Re: [Zope-dev] 100k+ objects, or...Improving Performance of BTreeFolder...

2001-12-10 Thread Phillip J. Eby

At 04:08 PM 12/10/01 +, Tony McDonald wrote:
>On 10/12/01 2:54 pm, "Phillip J. Eby" <[EMAIL PROTECTED]> wrote:
>
> > I'm not sure if this is taken into consideration in your work so far/future
> > plans...  but just in case you were unaware, it is not necessary for you to
> > persistently store objects in the ZODB that you intend to index in a
> > ZCatalog.  All that is required is that the object to be cataloged is
> > accessible via a URL path.  ZSQL methods can be set up to be
> > URL-traversable, and to wrap a class around the returned row.  To load the
> > items into the catalog, you can use a PythonScript or similar to loop over
> > a multi-row query, passing the objects directly to the catalog along with a
> > path that matches the one they'll be retrievable from.  This approach would
> > eliminate the need for BTreeFolder altogether, although of course it
> > requires access to the RDBMS for retrievals.  This should reduce the number
> > of writes and allow for bigger subtransactions in a given quantity of 
> memory.
>
>Gad! - are you saying you don't need to store a 1Mb .doc file into the ZODB,
>but can still index the thing, store the index information in the Zcatalog
>(presumably a lot smaller than 1Mb) and have the actual file accessible from
>a file system URL? If so, that's really neat!

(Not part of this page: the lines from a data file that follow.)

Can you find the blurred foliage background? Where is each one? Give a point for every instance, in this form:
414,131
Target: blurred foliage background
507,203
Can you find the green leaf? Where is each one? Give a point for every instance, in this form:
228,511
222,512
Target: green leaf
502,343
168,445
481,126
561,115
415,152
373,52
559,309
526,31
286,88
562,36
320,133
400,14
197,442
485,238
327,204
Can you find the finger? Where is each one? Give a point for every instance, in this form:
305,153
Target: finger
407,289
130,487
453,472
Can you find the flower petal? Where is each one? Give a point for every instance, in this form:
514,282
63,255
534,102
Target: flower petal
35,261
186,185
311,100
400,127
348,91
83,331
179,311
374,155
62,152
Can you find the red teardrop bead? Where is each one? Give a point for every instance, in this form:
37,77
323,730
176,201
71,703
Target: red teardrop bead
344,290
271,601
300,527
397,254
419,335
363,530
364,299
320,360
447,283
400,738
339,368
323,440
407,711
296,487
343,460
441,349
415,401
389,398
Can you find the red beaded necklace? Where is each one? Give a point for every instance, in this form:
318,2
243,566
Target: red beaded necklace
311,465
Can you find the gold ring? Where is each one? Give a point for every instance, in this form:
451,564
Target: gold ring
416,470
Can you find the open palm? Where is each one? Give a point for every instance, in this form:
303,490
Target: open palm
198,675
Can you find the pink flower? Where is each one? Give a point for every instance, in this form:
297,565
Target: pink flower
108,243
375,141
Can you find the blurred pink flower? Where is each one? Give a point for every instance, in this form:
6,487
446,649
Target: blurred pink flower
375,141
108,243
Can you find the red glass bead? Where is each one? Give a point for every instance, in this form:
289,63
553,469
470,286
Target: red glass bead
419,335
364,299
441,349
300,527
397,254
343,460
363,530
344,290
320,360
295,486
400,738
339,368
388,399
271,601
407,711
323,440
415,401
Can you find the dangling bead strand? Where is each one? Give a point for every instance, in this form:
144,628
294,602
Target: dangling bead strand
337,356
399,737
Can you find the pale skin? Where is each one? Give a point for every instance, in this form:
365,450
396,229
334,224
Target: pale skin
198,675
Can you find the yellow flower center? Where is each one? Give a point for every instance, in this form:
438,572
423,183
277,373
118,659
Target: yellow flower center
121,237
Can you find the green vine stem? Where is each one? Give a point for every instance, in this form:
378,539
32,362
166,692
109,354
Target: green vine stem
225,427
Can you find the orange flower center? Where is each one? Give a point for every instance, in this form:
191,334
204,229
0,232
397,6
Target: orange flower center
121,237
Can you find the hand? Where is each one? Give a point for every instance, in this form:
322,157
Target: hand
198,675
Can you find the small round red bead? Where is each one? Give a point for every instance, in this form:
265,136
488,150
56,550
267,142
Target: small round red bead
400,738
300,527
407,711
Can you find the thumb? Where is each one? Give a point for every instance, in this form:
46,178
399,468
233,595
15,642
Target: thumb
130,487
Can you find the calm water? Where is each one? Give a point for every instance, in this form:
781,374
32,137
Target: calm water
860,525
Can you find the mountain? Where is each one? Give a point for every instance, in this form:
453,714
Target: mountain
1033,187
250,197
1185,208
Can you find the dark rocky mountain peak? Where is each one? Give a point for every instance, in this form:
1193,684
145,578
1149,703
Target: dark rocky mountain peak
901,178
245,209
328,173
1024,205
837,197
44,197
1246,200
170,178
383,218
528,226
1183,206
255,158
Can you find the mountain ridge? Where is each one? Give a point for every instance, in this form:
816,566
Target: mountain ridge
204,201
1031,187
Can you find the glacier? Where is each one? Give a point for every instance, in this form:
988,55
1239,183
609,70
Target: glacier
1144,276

Yep.  By "URL path", though, I meant a *Zope* path.  However it would be 
straightforward to create a Zope object that represents a filesystem path 
and does traversal/retrieval, assuming that one of the 'FS'-products out 
there doesn't already do this for you.

Chris Withers has pointed out that technically you don't even need the path 
string to be valid, it just has to be unique.  However, the standard tools 
and the method for getting the "real object" referred to by the catalog 
record do expect it to be a valid path IIRC.  I personally find it most 
convenient, therefore, to use a real Zope path.


___
Zope-Dev maillist  -  [EMAIL PROTECTED]
http://lists.zope.org/mailman/listinfo/zope-dev
**  No cross posts or HTML encoding!  **
(Related lists - 
 http://lists.zope.org/mailman/listinfo/zope-announce
 http://lists.zope.org/mailman/listinfo/zope )



Re: [Zope-dev] 100k+ objects, or...Improving Performance of BTreeFolder...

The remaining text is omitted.